Figure 4 shows the interpolation results from the four algorithms when “scale” was set as 1. Figures 4(a)–4(d) are comparisons of image 1, and Figures 4(e)–4(h) are comparisons of image 2. In the enlarged red-bordered region, it can be seen that the bilinear method introduces jaggy effects, the GPR method reduces these jaggy effects, and the ICBI method achieves a clear edge but is still a little blurry. By employing the energy computation based on properties of adjacent pixels, our new method generates a clearer image without noise.

Similarly, Figures 5 and 6 demonstrate the interpolation results with scales of 2 and 3, respectively. From these figures, it can be seen that our method achieved the clearest and smoothest enlarged image of the four methods tested, for example, along edges on the root hand in Figure 6(h). Moreover, the advantages of our proposed algorithm become more enhanced at greater enlargement factors.

To further validate our algorithm, we also provide objective measurements. Peak signal-to-noise ratio (PSNR) and root mean square (RMS) error are traditional quantitative measures of accuracy, and by comparing their values for the above images, we can conclude that the proposed EGPR algorithm yields interpolated pixel values that are much closer to their original high-quality values than those obtained with the bilinear algorithm, GPR algorithm, and ICBI algorithm. Tables 1 and 2 summarize the PSNR and RMS values for each algorithm at different magnification factors and for each image. It can be observed that the PSNR values for images obtained using the EGPR algorithm are the highest, and those using the bilinear algorithm are the lowest. Further, RMS values for images obtained using the EGPR algorithm are the lowest, and those using the bilinear algorithm are the highest. Overall, it can be clearly demonstrated that our new method outperforms the other three algorithms.
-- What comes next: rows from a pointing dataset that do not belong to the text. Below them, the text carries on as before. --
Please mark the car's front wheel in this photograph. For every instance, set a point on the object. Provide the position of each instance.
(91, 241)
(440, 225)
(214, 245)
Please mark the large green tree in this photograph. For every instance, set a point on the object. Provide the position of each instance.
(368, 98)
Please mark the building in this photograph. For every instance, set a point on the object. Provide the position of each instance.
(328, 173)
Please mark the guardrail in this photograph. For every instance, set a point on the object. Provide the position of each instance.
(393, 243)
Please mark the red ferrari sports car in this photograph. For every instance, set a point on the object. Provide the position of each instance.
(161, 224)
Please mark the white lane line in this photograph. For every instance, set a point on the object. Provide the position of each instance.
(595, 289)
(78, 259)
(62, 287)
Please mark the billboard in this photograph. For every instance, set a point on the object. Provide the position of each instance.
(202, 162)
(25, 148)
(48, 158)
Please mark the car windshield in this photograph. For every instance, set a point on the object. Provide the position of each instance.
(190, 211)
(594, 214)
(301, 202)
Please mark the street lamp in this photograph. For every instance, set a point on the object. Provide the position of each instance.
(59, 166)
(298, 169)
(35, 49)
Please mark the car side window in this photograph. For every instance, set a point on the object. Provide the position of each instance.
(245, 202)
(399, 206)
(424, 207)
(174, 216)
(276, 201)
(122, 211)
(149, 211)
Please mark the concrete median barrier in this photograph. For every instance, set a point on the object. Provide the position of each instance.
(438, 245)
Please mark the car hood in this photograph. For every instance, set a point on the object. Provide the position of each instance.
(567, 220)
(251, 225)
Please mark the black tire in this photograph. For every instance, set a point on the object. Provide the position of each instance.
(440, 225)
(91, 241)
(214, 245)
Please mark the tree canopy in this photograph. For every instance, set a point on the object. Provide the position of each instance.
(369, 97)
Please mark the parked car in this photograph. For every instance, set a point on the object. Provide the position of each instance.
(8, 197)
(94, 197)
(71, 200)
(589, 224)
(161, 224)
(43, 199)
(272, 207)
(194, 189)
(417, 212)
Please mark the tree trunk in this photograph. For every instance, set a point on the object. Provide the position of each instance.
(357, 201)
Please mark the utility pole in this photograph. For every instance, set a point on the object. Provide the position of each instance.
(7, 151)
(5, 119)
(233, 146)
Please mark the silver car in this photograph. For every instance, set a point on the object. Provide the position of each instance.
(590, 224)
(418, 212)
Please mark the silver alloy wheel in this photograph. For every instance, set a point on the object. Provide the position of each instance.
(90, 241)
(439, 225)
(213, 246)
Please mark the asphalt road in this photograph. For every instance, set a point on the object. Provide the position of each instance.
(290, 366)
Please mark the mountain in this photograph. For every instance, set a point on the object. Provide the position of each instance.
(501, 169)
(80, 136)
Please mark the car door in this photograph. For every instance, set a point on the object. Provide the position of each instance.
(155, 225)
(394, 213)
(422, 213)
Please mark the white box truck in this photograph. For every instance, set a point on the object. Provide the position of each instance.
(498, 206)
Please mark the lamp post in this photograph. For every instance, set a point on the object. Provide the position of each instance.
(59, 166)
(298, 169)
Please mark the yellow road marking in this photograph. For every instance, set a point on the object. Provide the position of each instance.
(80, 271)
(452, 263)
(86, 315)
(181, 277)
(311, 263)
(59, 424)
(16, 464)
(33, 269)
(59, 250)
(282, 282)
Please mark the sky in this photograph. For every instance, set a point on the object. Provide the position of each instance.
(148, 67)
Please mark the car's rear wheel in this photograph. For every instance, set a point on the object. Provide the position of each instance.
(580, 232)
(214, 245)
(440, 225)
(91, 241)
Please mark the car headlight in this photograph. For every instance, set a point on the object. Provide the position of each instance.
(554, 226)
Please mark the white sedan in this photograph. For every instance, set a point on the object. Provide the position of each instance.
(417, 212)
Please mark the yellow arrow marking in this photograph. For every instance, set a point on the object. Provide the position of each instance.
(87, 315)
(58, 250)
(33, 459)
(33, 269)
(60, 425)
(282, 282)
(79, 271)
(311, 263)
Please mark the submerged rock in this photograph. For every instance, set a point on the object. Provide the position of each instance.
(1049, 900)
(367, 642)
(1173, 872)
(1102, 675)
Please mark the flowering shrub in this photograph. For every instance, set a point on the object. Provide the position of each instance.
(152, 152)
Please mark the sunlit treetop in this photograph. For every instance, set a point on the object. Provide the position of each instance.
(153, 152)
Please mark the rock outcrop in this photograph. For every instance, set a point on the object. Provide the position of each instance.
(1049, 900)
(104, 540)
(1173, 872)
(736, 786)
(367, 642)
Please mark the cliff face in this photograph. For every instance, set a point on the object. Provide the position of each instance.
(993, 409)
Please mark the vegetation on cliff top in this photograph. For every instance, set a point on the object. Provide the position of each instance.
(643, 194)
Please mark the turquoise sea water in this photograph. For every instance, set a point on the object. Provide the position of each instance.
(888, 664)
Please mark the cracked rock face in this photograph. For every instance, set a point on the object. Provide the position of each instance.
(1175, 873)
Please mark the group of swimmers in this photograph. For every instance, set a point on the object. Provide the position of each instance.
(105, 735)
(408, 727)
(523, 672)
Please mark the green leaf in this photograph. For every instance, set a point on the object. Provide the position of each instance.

MSSIM [25] is an image quality assessment index which assesses the image visibility quality from an image formation point of view under the assumption of the correlation between human visual perception and image structural information. We compared the MSSIM obtained using the EGPR algorithm at different scale values with the corresponding values obtained using the bilinear, GPR, and ICBI algorithms, as shown in Table 3. It is noted that our new algorithm achieves a greater MSSIM than the other three algorithms, and the results show that the images obtained using our algorithm are closer to the original high-resolution images in terms of image structure similarity.

In addition, Figure 7 clearly demonstrates the quantitative assessment results for each image at different magnification levels. In this figure, the blue dots represent the quality scores of the images obtained using the comparison algorithms, and the red dots represent those obtained using our algorithm. Our interpolation algorithm is notably superior to the other algorithms, according to all three objective measurements. The proposed algorithm therefore yielded encouraging performance in terms of image visualization and quantitative quality assessment, making it a competitive image interpolation algorithm.

5. Conclusions

In this paper, we have presented a novel EGPR method for image interpolation. The main feature of this new algorithm is its ability to obtain relatively high prediction accuracy of the unknown pixels by fully utilizing underlying image patch information. The implementation process involves two steps: training and prediction. The former creates a GPR model using only single-image data as the training set, and the latter combines energy computation with the acquired model to produce a high-resolution image. Experiments have shown that our algorithm can yield encouraging performance not only in terms of image visualization but also in terms of PSNR, RMS, and MSSIM quality measures. However, better image interpolation comes at the expense of greater algorithm complexity. Methods of improving the algorithm efficiency need further investigation. In future, we can improve this algorithm to address the problem of the interpolation of image sequences. Images in the same sequence are also subject to the recurrence phenomenon, whereby images contain spatial-temporal correlation [26]. We believe that this problem can be addressed using the improved EGPR algorithm by finding an appropriate energy-driven computation and training mode.